Yesterday I woke up with 120 pages of an unfinished screenplay. I met a friend for breakfast, and then parked myself at the Central Library in front of a big window looking out onto the duck pond. And by noon I had written five pages, typed those transcendent words: “FADE OUT”, and had a draft of 125 pages.

However, since the day wasn’t over yet, I decided to put off circulating the draft in order to say if I could ratchet that page count back with a comb through the script. This took several horus in and around packing and prepping for the trip, but it was well worth it – and at 9pm I was able to circulate a “finished” first draft of 120 pages to the director and a couple of trusted readers. I like the symmetry of that.

120 is sort of a talismanic number in Hollywood. If your page count is above that people get as nervous as if you start saying “Candyman” into a mirror. It’s not as if it’s a guarantee your movie will end up bloated or bad at 121, it’s just that they start worrying about the worry it will trigger in others until it becomes self-fulfilling prophecy. While every reader fancies that THEY will judge something purely on its merits, they always believe that the next reader in the chain wll just look at the page count and the cloud of negativity will doom the content.

I’m sitting in the 13th row of this airplane I’ll be boarding, so I obviously give less of a damn about such things; I just wanted to get the story on paper. However, I do want to make money, so I’m glad we’re at least at 120. 115 would be even better, since while 120 itself is not outright terrifying, its position at the upper limit of acceptable is at least partially-alarming by proximity. I know all this sounds ridiculously stupid, but so much of the game out here is about confidence.

I am confident we can wrench it down further. Even after my comb-through, first drafts tend to contain redundancies, over-describing, all sorts of things. And I went into a lot of detail with all the action sequences, something that will be less necessary on the page as the action-minded director and I start working them out.

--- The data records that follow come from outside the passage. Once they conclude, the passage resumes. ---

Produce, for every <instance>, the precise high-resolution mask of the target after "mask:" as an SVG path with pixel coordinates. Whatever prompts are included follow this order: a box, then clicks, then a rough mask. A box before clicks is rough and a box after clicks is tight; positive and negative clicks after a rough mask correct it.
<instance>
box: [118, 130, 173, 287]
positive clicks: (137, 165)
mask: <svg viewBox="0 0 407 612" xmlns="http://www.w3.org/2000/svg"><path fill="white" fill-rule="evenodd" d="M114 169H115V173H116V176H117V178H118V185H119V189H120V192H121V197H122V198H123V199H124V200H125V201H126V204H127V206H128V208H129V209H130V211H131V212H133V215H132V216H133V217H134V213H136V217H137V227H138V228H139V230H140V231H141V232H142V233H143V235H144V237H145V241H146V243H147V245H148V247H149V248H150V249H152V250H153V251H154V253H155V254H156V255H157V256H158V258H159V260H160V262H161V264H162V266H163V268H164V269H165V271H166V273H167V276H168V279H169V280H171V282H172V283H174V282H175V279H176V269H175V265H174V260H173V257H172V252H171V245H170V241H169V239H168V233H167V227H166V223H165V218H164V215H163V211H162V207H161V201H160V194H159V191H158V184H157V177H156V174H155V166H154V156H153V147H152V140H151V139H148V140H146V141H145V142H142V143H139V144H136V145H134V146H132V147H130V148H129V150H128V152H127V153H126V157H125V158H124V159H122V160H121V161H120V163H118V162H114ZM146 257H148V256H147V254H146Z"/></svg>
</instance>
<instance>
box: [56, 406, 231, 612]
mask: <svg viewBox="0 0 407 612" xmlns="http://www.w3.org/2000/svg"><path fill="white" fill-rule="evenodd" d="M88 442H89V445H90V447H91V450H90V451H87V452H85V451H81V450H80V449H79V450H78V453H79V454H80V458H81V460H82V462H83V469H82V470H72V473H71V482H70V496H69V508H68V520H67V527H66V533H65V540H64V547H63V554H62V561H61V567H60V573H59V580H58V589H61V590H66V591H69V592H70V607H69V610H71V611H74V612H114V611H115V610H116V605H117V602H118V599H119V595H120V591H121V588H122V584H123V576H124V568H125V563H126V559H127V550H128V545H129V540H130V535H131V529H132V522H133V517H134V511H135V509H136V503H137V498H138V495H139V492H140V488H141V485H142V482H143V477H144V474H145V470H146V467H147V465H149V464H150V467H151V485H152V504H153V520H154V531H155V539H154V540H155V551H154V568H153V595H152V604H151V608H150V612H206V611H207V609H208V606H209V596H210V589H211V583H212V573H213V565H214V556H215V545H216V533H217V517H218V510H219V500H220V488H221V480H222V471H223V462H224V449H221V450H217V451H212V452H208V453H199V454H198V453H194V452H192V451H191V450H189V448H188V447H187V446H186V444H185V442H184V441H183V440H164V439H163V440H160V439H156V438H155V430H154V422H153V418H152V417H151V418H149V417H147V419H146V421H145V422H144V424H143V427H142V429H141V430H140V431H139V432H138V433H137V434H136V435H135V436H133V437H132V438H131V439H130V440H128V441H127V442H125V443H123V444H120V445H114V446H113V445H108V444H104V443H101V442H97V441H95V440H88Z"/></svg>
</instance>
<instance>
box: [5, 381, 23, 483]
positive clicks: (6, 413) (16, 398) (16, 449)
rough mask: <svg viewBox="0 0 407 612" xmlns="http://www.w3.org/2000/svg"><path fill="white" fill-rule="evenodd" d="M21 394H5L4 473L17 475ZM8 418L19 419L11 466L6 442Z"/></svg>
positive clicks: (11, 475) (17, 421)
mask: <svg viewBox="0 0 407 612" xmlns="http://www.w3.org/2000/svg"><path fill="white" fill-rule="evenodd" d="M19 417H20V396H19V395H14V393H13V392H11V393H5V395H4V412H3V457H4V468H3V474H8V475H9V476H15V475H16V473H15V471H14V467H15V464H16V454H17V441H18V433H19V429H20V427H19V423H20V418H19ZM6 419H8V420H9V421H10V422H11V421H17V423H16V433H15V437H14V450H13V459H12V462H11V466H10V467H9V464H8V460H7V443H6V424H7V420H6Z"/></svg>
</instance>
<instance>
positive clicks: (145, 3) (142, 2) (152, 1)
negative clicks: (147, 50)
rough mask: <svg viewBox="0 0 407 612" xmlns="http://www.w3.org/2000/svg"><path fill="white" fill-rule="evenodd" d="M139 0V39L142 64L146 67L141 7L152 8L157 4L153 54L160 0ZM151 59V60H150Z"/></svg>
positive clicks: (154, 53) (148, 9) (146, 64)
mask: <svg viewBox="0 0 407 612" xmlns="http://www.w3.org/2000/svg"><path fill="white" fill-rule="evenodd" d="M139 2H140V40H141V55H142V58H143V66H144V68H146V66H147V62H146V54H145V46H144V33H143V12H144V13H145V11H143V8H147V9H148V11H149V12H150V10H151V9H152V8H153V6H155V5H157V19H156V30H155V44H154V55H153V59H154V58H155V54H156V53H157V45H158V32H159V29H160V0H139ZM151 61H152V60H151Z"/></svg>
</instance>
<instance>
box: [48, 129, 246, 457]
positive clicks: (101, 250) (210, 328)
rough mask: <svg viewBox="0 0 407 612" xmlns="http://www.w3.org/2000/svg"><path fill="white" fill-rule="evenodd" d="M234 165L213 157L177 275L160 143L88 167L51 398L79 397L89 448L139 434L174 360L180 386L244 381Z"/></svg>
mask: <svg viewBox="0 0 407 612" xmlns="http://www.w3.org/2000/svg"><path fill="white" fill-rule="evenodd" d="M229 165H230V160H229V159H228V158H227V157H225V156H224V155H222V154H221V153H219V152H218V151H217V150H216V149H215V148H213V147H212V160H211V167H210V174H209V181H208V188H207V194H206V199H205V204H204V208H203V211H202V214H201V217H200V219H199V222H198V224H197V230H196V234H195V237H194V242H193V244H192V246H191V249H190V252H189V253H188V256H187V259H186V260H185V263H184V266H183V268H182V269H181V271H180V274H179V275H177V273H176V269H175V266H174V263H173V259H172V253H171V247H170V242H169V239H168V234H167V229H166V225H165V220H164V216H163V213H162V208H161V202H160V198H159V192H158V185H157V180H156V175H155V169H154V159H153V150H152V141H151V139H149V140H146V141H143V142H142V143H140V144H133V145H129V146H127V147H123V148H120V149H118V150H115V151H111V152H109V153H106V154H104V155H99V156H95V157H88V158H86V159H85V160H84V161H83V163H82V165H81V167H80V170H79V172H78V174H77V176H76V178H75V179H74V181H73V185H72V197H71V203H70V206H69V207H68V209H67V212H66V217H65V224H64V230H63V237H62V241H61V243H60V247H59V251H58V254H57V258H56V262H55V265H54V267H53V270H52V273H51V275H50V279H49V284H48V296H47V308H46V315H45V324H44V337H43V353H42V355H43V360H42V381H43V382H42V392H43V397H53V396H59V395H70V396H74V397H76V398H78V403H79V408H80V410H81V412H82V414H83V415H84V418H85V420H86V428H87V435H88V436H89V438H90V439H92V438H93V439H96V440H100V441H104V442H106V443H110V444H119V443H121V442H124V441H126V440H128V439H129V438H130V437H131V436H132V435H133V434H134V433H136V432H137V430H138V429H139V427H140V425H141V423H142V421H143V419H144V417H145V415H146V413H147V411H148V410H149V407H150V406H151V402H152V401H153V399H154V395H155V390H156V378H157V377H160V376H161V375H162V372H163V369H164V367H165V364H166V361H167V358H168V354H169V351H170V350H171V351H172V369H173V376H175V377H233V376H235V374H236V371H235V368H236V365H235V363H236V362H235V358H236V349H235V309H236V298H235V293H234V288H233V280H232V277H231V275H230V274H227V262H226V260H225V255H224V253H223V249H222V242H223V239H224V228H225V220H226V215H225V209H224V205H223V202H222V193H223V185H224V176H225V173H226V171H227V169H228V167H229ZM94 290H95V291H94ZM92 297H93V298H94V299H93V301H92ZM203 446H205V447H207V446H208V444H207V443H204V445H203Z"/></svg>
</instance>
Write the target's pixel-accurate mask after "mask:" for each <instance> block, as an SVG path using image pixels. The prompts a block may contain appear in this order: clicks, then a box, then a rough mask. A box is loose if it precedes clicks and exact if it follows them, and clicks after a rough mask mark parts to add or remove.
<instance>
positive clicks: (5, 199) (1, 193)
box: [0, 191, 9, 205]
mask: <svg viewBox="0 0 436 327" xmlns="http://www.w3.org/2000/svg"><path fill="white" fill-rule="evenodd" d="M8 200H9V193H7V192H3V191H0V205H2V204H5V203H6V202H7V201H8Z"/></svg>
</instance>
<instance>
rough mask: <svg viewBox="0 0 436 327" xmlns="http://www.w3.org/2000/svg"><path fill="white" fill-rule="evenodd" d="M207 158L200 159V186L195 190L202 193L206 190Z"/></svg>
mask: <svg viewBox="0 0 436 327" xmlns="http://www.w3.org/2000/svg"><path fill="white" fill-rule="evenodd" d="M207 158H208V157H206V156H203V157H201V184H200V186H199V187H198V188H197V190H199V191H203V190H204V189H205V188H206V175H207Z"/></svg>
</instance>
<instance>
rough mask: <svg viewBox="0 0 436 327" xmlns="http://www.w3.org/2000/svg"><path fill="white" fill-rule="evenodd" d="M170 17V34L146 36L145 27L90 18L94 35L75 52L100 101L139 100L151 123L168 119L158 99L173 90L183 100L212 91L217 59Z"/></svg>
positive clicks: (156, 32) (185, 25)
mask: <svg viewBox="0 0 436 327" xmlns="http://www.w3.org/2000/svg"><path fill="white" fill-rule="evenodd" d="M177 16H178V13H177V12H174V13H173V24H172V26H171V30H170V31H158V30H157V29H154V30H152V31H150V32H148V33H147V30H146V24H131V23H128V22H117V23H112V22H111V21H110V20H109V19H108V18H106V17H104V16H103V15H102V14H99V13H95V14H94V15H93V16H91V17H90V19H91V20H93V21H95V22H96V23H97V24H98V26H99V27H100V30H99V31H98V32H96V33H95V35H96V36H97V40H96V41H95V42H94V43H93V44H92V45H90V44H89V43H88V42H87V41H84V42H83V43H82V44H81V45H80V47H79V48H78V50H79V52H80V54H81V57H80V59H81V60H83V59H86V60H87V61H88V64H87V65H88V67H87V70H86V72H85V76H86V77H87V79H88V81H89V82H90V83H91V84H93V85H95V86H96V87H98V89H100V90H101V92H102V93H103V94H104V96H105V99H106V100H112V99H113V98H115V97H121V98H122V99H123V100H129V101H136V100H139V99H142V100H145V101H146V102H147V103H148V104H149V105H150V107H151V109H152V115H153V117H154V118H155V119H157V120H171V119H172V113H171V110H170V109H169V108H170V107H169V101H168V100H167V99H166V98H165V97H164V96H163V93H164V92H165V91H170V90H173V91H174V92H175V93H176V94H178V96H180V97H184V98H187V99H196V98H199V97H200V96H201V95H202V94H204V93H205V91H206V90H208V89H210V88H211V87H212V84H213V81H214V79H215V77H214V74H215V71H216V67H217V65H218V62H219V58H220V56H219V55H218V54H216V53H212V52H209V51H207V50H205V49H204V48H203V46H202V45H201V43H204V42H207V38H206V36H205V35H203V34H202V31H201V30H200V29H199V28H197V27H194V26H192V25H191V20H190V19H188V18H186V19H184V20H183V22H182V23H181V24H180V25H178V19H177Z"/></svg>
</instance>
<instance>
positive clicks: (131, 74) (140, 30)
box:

So 115 may be in the future; or even less. But that’s a worry for another day, and so much smaller a worry than putting something on a blank page. Once again, that process is finished. I have written another script. And as I prepare to travel, visit loved ones in a loved city, I can move it off the top spot on my writing “To Do” list.

Of course I’ll be writing on my holiday. I’ll be eating and sleeping, won’t I?